Самиздат: [Регистрация] [Найти] [Рейтинги] [Обсуждения] [Новинки] [Обзоры] [Помощь|Техвопросы]
Ссылки:
Школа кожевенного мастерства: сумки, ремни своими руками
 Ваша оценка:

  Камень был теплым, сухим и шершавым. Как старческая рука... Ильяр погладил нагретую солнцем могильную плиту. Солнце давно село, над Орлиной Твердыней распахнула крылья ночь, а камень все отдавал накопленное тепло, делился им щедро... совсем как тот, кто лежал под простой плитой тесаного известняка.
  Старого Энхора не стало весной. Только сошел снег, только начали распускаться крохотные бутоны дикой вишни, обещая залить склоны розово-белым пламенем, только начали пробовать голоса перелетные птицы... Ильяр до сих пор не мог отделаться от чувства горького недоумения. Почему старик не позволил им помочь ему? Его лучшие ученики, не раз заставлявшие смерть отступать, они могли бы подарить ему еще не один год жизни. Но он не захотел принять этого дара, все кряхтел да постукивал палкой. А потом не стало ничего - ни кряхтения, ни привычного стука посоха по каменистой тропинке... Обитель осиротела. А на утесе над обителью появилась белая плита. Старого наставника похоронили там, где все на виду - и обитель, и Орлиная Твердыня, и необъятное небо.
  Ильяр разглядывал свои ладони. После целого дня работы серебристое пламя на кончиках пальцев едва теплилось, но он знал: если понадобится, слабые искры превратятся в костер, разгоняющий смертный холод. Девин щедро делилась со своими посвященными, все равно, кем они были, эльфами или людьми. Вот только эльфы не умирали... по крайней мере, не так скоро, как люди. Если бы только старик не был так упрям... Пальцы покалывало. Если бы только старик разрешил... Он бы сумел вернуть жизнь в одряхлевшее тело, по косточке, по жилке перебрал, вливая дыхание жизни, возвращая молодость. Он смог бы! Сколько еще мог бы дать им старый наставник...
  Ладонь снова легла на могильную плиту. Из посмертия не возвращаются... Но даже в посмертии остаются живыми - покуда есть кому помнить.
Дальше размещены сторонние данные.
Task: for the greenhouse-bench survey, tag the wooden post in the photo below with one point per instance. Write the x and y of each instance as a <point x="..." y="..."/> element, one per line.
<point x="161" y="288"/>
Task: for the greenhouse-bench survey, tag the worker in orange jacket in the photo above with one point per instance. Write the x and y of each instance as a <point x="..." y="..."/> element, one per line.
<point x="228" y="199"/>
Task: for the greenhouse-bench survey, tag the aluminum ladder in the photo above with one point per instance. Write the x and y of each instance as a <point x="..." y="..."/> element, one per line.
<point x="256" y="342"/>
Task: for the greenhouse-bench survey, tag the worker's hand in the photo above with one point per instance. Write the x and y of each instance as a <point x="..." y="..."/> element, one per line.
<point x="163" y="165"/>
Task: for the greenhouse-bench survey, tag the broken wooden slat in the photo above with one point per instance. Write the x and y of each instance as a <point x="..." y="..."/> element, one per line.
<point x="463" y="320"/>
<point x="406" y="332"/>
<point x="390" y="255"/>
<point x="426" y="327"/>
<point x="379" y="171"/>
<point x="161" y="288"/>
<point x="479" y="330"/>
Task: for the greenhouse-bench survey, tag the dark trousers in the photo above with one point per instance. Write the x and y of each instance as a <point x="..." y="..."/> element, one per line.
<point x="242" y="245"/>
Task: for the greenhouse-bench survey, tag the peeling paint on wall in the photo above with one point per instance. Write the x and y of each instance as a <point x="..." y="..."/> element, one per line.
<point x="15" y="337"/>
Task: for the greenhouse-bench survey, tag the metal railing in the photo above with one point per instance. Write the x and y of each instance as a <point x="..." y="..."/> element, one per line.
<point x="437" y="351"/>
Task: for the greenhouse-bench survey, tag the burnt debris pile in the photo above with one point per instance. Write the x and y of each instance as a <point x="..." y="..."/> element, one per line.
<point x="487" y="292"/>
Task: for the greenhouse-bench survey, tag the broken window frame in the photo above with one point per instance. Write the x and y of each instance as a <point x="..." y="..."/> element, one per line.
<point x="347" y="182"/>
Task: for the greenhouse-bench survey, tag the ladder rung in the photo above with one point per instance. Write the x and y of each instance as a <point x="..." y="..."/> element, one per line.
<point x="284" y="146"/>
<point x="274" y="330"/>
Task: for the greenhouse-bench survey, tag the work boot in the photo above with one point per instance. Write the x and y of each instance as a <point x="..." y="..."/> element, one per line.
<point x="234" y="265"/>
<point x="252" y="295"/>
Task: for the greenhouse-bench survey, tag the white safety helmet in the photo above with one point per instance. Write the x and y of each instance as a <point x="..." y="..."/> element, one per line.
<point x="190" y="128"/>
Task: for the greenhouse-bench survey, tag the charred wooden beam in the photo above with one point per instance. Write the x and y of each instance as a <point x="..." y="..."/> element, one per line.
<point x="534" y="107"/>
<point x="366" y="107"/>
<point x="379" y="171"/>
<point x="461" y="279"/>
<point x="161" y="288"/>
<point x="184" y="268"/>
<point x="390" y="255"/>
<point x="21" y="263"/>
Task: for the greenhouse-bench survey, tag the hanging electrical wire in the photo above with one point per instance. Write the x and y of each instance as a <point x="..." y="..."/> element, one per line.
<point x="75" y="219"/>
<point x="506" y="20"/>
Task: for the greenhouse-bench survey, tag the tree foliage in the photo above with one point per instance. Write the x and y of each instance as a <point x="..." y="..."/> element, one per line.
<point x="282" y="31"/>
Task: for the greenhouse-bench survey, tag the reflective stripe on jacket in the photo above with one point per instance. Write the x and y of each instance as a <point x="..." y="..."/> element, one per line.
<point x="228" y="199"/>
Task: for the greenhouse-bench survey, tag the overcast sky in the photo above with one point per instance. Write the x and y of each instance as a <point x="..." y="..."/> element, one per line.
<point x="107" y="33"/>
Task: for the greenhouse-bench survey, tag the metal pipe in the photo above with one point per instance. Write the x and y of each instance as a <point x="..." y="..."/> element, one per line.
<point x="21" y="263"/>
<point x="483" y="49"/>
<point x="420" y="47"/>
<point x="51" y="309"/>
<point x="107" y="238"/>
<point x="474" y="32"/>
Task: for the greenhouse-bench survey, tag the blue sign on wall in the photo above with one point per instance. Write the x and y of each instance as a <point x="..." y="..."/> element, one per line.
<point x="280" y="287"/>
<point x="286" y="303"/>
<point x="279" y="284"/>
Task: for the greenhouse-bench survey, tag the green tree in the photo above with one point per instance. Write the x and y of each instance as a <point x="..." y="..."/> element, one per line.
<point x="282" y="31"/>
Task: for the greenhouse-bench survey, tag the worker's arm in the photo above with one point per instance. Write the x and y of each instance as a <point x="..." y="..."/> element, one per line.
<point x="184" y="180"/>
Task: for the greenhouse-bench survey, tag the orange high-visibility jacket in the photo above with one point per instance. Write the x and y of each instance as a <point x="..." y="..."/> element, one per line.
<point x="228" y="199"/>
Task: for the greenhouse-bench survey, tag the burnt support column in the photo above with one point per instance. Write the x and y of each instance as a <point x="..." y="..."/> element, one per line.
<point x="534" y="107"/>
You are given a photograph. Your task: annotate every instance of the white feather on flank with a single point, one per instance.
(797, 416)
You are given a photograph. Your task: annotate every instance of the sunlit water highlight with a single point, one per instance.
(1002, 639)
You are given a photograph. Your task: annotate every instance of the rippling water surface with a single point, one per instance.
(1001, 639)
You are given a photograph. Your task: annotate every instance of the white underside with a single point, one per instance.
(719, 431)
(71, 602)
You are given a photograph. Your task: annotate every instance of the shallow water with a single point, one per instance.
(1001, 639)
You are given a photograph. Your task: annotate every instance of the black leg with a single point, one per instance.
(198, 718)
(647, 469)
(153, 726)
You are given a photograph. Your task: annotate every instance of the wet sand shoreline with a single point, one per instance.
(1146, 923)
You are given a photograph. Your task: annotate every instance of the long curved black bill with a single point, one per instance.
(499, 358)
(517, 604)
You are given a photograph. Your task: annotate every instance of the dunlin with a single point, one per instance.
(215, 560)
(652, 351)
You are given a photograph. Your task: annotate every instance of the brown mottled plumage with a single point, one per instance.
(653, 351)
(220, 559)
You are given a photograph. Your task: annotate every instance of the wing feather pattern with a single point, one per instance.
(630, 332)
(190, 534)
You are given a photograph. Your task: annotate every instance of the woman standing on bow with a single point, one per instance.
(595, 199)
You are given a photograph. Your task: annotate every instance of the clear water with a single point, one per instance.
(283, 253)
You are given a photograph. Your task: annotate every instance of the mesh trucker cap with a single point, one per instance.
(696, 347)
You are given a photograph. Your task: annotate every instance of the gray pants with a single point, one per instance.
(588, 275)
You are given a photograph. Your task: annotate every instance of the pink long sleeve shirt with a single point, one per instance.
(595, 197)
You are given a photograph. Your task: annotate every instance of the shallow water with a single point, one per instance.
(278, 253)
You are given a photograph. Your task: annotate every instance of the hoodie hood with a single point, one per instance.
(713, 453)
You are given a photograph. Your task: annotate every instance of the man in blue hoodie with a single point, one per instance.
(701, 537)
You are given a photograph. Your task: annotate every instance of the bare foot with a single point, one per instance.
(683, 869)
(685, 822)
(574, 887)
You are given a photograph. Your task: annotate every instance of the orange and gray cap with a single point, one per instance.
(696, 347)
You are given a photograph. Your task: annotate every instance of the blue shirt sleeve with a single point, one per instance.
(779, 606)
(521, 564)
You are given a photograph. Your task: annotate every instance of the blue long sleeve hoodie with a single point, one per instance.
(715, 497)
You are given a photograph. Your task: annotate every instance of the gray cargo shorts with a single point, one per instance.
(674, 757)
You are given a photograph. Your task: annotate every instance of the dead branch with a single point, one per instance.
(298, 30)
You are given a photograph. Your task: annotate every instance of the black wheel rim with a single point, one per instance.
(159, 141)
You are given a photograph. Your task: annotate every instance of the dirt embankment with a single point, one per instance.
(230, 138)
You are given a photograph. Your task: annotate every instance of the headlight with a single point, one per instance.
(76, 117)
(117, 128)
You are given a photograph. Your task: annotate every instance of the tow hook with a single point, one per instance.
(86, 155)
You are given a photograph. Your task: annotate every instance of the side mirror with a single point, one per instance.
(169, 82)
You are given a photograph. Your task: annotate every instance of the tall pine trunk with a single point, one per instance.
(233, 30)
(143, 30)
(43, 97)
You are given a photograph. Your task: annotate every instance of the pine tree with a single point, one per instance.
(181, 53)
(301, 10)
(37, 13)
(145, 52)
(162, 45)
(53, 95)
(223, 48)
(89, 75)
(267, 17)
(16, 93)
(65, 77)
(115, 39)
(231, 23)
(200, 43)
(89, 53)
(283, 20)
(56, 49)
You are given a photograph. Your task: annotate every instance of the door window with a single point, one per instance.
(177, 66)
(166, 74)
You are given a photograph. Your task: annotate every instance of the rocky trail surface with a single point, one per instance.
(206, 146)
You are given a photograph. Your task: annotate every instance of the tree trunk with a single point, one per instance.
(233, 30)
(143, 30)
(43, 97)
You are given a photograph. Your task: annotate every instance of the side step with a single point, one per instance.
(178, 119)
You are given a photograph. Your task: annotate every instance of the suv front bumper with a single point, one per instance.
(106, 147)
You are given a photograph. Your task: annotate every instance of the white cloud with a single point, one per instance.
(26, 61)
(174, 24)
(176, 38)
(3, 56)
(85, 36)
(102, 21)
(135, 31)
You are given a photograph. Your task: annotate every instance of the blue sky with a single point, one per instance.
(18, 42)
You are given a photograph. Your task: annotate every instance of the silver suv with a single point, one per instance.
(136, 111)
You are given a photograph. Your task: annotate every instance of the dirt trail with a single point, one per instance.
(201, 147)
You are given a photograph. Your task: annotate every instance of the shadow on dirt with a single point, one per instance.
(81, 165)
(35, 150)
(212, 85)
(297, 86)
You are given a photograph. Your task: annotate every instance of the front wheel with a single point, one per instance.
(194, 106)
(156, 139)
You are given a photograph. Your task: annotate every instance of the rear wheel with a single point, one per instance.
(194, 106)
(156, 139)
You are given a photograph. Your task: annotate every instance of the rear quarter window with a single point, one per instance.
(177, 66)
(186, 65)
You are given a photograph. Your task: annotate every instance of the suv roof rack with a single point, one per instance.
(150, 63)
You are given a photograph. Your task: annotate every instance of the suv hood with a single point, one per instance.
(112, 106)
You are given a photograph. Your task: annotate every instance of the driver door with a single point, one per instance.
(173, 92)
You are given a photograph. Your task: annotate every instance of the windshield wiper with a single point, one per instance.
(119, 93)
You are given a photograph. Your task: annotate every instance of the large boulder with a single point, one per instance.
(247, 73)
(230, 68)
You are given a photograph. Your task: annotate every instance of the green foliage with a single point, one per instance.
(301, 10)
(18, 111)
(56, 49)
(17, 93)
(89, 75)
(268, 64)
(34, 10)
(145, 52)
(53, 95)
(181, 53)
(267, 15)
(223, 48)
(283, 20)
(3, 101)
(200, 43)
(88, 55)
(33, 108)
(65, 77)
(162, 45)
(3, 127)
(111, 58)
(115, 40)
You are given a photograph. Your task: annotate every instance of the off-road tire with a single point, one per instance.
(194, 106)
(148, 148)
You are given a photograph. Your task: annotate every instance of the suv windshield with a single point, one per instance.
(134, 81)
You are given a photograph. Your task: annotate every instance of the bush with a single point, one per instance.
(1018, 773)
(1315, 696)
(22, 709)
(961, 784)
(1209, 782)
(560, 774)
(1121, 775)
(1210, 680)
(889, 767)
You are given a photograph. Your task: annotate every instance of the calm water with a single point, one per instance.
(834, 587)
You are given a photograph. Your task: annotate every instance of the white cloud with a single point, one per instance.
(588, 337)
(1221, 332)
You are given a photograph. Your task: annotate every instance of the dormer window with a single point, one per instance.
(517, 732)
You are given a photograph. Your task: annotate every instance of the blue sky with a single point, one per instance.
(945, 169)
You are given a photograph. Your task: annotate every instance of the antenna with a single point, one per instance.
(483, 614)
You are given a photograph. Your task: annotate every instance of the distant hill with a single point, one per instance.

  Ильяр часто приходил посидеть на белой плите. Место у ручья было забыто, что проку в бегущей воде, такой же непостоянной, изменчивой, недолговечной, как сама жизнь? Вот она здесь - и уже нет ее, ушла в сухую землю, в бесплодный камень, улетела легким облаком. А камень остался. Осталось небо. Осталось незыблемое величие бессмертного покоя...
  "Если бы только я мог сделать тебя бессмертным, старик..."
  
  - Начали.
  Серебряное пламя плеснуло с ладоней в обугленную плоть. Сквозь тонкие полотняные стены палатки доносился надрывный плач матери - Ильяр его не слышал. До его слуха доносилось только хриплое дыхание умирающего.
  Эту семью привезли сегодня на рассвете - гнали лошадей, торопясь успеть, и все-таки почти опоздали. Почти. Едва глянув на обезображенные тела мужчины и детей, Ильяр не стал слушать, что произошло. С этим пусть разбираются другие, его дело - не дать угаснуть слабому дыханию жизни.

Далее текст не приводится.